Does the Constitution Require Agencies to Use Biased Judges?

October 3, 2023

Originally published by The Regulatory Review


This term, the U.S. Supreme Court will hear SEC v. Jarkesy and decide whether the Constitution requires agencies to use biased judges to adjudicate cases.

As background, the U.S. Securities and Exchange Commission (SEC) brought an enforcement action over a decade ago against an investment advisor named George Jarkesy. An SEC administrative law judge (ALJ) then determined that Jarkesy had committed securities fraud. Jarkesy persuaded the U.S. Court of Appeals for the Fifth Circuit to hold that the SEC decision was unconstitutional because the ALJ who presided over the hearing in his case could only be removed “for cause.” The U.S. Supreme Court now must decide whether to uphold the SEC’s decision or the Fifth Circuit’s.

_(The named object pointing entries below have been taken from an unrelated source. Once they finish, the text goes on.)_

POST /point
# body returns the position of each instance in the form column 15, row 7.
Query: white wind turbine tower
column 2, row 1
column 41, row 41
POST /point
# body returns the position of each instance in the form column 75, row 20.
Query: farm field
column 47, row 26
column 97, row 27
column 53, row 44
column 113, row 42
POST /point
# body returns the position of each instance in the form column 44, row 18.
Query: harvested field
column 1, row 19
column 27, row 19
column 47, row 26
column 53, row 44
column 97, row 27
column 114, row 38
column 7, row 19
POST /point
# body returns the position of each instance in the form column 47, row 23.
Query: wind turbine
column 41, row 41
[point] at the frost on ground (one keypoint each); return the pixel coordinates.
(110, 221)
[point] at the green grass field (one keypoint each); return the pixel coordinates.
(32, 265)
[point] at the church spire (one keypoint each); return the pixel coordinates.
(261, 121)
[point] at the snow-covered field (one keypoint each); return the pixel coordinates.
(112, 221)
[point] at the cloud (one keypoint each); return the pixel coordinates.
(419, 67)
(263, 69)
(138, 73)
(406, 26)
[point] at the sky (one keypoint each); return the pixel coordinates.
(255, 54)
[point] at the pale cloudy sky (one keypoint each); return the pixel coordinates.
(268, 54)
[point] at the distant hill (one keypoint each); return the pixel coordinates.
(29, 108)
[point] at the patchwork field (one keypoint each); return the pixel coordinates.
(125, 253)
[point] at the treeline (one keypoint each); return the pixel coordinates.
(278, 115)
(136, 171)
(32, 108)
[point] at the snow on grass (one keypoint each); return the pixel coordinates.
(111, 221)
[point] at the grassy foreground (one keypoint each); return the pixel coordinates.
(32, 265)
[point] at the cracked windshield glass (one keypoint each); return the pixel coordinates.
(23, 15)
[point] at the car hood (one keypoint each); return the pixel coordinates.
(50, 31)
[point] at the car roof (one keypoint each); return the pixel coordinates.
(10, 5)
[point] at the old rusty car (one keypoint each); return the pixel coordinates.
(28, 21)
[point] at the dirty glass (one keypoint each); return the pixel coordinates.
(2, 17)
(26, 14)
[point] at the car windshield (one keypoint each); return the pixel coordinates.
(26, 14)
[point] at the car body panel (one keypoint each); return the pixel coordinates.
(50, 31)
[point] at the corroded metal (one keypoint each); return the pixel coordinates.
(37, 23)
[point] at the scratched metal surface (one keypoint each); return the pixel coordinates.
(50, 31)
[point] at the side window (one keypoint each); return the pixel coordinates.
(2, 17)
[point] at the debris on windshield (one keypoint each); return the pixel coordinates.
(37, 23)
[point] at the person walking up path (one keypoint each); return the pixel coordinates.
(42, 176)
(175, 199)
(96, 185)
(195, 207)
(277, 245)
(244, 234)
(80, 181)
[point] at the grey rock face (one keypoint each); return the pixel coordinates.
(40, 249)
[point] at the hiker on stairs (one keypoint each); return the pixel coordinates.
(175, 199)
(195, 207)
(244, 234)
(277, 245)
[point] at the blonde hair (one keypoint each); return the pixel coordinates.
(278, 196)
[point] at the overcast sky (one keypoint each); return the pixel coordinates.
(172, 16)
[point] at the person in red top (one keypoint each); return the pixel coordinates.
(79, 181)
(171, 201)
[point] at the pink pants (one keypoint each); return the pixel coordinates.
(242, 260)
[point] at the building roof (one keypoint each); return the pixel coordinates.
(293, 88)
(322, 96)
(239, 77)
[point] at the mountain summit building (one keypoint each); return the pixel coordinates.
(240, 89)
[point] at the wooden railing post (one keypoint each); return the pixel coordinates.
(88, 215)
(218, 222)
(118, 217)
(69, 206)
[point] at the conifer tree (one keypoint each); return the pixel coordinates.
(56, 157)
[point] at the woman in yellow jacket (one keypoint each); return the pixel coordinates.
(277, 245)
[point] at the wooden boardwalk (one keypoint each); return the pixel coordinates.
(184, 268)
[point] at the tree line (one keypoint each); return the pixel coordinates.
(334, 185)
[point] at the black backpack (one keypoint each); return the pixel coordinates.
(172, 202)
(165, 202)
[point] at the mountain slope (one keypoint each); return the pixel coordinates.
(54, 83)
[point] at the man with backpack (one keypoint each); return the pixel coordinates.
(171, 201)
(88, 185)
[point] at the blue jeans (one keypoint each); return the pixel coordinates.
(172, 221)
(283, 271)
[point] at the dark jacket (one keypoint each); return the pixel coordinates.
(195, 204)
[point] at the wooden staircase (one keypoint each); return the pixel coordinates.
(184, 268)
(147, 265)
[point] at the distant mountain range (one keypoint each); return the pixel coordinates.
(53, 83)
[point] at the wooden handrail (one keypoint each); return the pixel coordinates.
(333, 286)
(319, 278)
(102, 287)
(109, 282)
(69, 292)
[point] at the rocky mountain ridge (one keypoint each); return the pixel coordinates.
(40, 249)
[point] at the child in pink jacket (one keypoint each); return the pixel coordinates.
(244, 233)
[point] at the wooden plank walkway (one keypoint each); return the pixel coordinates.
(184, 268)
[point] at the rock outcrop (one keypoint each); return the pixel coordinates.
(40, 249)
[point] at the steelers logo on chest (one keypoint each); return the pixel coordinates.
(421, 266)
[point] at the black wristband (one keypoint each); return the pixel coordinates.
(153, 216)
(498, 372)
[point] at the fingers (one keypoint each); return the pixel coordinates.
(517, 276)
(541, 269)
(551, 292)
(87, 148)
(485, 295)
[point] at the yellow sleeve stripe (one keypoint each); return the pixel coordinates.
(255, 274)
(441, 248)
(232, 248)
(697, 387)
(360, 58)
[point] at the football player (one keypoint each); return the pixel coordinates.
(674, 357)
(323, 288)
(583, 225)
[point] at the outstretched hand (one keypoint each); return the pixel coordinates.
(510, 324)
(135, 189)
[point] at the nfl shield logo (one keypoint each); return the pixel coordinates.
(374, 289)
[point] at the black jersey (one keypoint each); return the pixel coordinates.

As Alan Morrison points out, Jarkesy’s sole interest is to avoid the adverse effects of the SEC’s decision on him. He has no interest in the adverse effect of a Supreme Court decision in his favor on the millions of other people who adjudicate cases before agencies every year. The Supreme Court should care about that latter effect, but it is not clear that it will even consider it in the process of deciding the case.

A decision in favor of Jarkesy would force every agency that conducts adjudications to use judges who are biased against the private parties who appear before them. Understanding why this is so requires reviewing an important chapter in the history of administrative law.